Hope Squad creating community for area students and safe place to talk about their fears

Eileen McCory, Dayton Daily News
March 25, 2024

Hope Squad, a program that trains students to be peer mentors, has rapidly spread in local districts due its effectiveness and creating a sense of community among students.

Some of the area districts that have adopted the program include Oakwood, Kettering, Bellbrook, Northmont and more. In Kettering, the program is a class, while at Oakwood, it’s a club. Bellbrook has a program in middle school, while most districts concentrate on high school students.

“With Hope Squad being a peer-to-peer program, it gives the kids the power to say yes, I’m in control of my own mental health needs,” said Emily Mongelli, prevention educator at Montgomery County Educational Service Center and Hope Squad liaison.

Mongelli said students are more likely to talk to each other first before they talk to an adult. Training the students that might be the first ones to notice someone in crisis can guide those who need help the most to get it.

Mongelli said 65% of referrals to a counselor made after Hope Squad was introduced were made by students, indicating a culture shift where students understand better what their own and their peers’ mental health needs are.

Northmont ninth-grade student Faye Osborne and 10th-grader Jae’Da Jennings said their peers often struggle with many relationships, including romantic relationships, friendships and with their parents. Teenagers can also struggle with stress management and technology.

“We can actually share experiences, because nobody really knows what it’s like to be a teenager except for us,” Jennings said.

While it’s more common to see Hope Squad at high school, some middle schools have also adopted it.

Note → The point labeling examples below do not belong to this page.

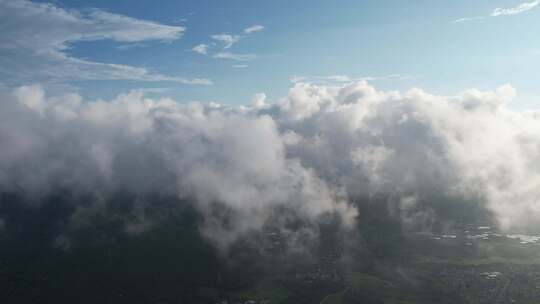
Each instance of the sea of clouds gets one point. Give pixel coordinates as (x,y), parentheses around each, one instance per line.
(311,153)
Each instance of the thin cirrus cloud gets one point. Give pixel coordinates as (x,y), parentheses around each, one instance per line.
(253,29)
(235,56)
(36,36)
(226,39)
(201,49)
(497,12)
(342,79)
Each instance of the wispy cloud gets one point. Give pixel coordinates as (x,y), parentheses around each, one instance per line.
(497,12)
(235,56)
(337,79)
(253,29)
(35,37)
(201,49)
(460,20)
(523,7)
(226,39)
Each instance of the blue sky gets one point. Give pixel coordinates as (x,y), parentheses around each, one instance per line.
(440,46)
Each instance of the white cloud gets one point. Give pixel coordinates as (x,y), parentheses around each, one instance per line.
(523,7)
(308,153)
(201,49)
(235,56)
(253,29)
(461,20)
(340,79)
(226,39)
(36,36)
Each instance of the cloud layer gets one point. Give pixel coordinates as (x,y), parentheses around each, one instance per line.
(37,36)
(312,153)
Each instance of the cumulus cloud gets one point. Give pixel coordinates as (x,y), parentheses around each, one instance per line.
(253,29)
(312,153)
(36,36)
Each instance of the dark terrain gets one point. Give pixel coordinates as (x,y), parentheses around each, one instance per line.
(45,258)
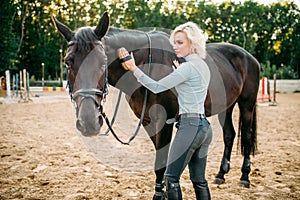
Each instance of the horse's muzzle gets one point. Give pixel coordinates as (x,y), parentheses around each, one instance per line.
(89,129)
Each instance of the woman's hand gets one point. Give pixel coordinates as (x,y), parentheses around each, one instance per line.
(129,64)
(176,63)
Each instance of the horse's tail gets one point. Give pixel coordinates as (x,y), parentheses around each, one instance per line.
(253,130)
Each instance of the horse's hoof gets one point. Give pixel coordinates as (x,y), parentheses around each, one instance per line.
(245,184)
(219,181)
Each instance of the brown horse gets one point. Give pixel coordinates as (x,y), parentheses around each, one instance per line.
(92,63)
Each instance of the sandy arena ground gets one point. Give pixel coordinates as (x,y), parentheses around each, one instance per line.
(44,157)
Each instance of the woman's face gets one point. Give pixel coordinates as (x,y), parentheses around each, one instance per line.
(181,44)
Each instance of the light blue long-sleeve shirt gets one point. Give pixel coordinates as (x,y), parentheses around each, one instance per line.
(190,80)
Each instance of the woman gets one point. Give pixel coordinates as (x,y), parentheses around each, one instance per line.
(194,134)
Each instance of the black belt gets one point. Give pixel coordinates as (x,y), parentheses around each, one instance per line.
(197,115)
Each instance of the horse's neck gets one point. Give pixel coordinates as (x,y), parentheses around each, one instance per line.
(135,41)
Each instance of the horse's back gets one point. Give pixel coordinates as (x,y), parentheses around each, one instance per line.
(233,72)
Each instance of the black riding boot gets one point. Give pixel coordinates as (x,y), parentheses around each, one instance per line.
(201,190)
(173,189)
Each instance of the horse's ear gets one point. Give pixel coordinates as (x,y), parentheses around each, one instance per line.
(63,29)
(102,26)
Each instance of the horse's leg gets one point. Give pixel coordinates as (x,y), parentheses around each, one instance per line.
(248,139)
(225,120)
(161,141)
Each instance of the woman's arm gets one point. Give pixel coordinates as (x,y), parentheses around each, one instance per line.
(163,84)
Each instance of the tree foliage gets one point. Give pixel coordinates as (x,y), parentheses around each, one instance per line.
(28,37)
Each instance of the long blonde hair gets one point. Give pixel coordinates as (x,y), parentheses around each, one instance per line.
(195,35)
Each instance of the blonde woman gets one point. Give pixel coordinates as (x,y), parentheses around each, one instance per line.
(194,134)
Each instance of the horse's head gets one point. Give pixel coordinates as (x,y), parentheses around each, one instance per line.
(86,63)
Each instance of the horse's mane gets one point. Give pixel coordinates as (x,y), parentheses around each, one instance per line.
(85,39)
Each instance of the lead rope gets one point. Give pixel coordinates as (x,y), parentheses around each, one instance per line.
(118,103)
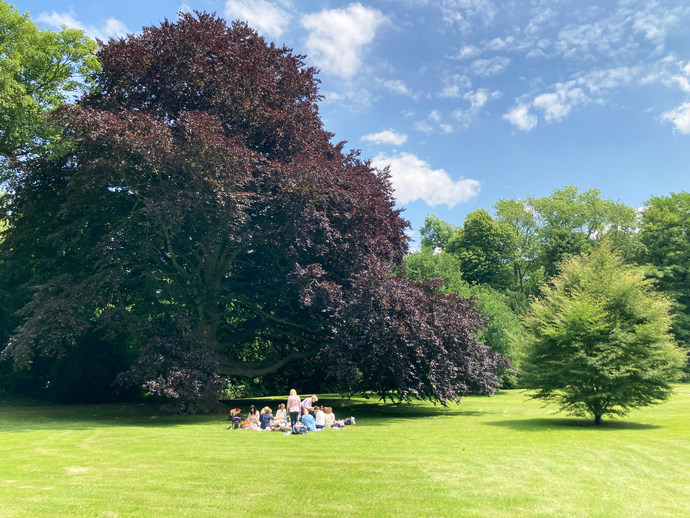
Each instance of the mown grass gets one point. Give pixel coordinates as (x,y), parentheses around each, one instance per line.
(502,456)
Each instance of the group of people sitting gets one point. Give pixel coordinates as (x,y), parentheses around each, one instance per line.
(304,416)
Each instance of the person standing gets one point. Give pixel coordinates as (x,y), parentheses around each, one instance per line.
(294,407)
(307,405)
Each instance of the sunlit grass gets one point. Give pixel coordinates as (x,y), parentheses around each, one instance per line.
(502,456)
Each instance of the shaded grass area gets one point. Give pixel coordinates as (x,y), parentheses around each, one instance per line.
(502,456)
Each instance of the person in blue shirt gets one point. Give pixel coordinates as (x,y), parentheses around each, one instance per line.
(308,420)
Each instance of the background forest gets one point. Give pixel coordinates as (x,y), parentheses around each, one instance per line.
(142,217)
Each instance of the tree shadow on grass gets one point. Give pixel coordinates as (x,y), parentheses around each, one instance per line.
(546,424)
(376,413)
(87,417)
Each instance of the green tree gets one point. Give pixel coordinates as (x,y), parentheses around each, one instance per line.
(39,70)
(436,233)
(484,248)
(598,342)
(572,222)
(665,238)
(503,328)
(517,216)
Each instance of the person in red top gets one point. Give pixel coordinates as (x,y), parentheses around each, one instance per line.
(293,405)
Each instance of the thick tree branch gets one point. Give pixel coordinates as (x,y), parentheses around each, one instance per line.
(265,314)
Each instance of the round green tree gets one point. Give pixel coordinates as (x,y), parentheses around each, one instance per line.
(598,342)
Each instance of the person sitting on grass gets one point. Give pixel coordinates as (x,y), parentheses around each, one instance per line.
(308,421)
(281,414)
(328,416)
(254,417)
(294,407)
(307,404)
(266,418)
(320,418)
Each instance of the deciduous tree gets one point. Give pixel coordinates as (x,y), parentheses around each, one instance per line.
(39,70)
(598,342)
(200,201)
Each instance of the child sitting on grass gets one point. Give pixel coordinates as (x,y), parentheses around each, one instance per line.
(266,418)
(308,420)
(329,416)
(281,414)
(319,418)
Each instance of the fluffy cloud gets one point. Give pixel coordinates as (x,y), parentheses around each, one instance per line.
(489,67)
(386,137)
(479,98)
(461,12)
(423,126)
(112,28)
(654,22)
(558,104)
(477,101)
(455,85)
(397,86)
(264,16)
(337,37)
(521,117)
(680,117)
(466,52)
(414,179)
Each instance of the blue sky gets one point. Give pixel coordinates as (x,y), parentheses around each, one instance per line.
(470,101)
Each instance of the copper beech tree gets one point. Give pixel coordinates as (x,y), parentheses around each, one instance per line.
(199,203)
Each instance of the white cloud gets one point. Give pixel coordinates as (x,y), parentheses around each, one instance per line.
(112,28)
(414,179)
(466,52)
(477,101)
(597,80)
(455,85)
(489,67)
(337,37)
(422,126)
(521,117)
(386,137)
(262,15)
(397,86)
(533,27)
(655,25)
(461,12)
(479,98)
(558,104)
(680,117)
(501,44)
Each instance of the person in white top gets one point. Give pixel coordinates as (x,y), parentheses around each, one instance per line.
(320,418)
(294,407)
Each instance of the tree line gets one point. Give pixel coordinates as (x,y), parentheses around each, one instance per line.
(188,221)
(176,221)
(515,252)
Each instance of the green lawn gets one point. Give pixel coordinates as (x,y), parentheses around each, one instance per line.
(489,457)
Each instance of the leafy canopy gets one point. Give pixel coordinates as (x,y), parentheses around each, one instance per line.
(501,327)
(201,206)
(665,239)
(598,342)
(39,70)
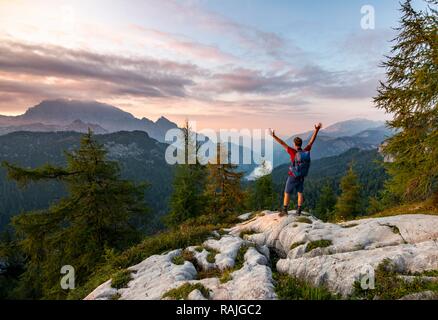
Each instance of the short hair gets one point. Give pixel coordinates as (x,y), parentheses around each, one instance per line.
(298,142)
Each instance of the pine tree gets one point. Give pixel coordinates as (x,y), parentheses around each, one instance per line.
(101,211)
(224,191)
(188,199)
(410,94)
(326,203)
(262,194)
(349,203)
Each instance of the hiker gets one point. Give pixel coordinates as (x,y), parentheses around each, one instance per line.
(300,163)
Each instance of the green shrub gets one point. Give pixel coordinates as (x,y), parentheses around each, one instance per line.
(182,292)
(121,279)
(185,236)
(240,258)
(178,260)
(318,244)
(211,257)
(210,273)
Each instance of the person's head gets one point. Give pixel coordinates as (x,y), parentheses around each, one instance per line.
(298,142)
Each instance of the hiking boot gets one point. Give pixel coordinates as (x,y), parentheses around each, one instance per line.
(284,212)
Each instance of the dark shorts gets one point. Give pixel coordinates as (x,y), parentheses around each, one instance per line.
(293,184)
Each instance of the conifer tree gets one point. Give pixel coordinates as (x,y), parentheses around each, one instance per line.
(349,203)
(100,212)
(224,191)
(410,94)
(263,196)
(188,199)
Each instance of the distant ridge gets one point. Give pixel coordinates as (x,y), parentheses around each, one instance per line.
(78,115)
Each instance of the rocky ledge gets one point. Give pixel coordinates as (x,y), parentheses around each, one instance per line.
(236,265)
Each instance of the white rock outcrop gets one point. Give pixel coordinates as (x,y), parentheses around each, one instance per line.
(333,255)
(350,249)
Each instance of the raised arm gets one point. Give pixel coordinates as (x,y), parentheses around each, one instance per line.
(315,133)
(283,144)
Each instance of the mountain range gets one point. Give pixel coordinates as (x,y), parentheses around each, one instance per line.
(141,158)
(74,115)
(356,133)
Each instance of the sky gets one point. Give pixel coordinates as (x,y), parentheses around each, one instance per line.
(226,64)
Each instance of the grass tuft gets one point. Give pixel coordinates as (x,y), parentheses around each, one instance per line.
(389,286)
(182,292)
(211,257)
(226,276)
(318,244)
(246,232)
(291,288)
(304,220)
(296,244)
(121,279)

“You guys matter. You’re doing excellent work,” Jaime Burnham, a Bellbrook sixth-grade English teacher and Hope Squad advisor, told Hope Squad students at Bellbrook Middle school recently.

When I first began writing about the youth mental health crisis and asked schools what they were doing to address mental health concerns among their students, Hope Squad came up repeatedly. I was skeptical. How could students helping other students improve mental health outcomes, if those students weren’t trained professionals?

But in talking to students and teachers across the region, I found the reason Hope Squad works is because it helps foster community, which many students are lacking. Loneliness is hard, especially for teenagers, who are often surrounded by people daily but may not feel they can connect with anyone.

Because the students on Hope Squad are nominated by other students and teachers, they’re identified by the schools as a “safe” person to talk to. When I visited Bellbrook Middle School, one of the Hope Squad students walked up to a student in the hall and began asking them how they felt after studying for a quiz.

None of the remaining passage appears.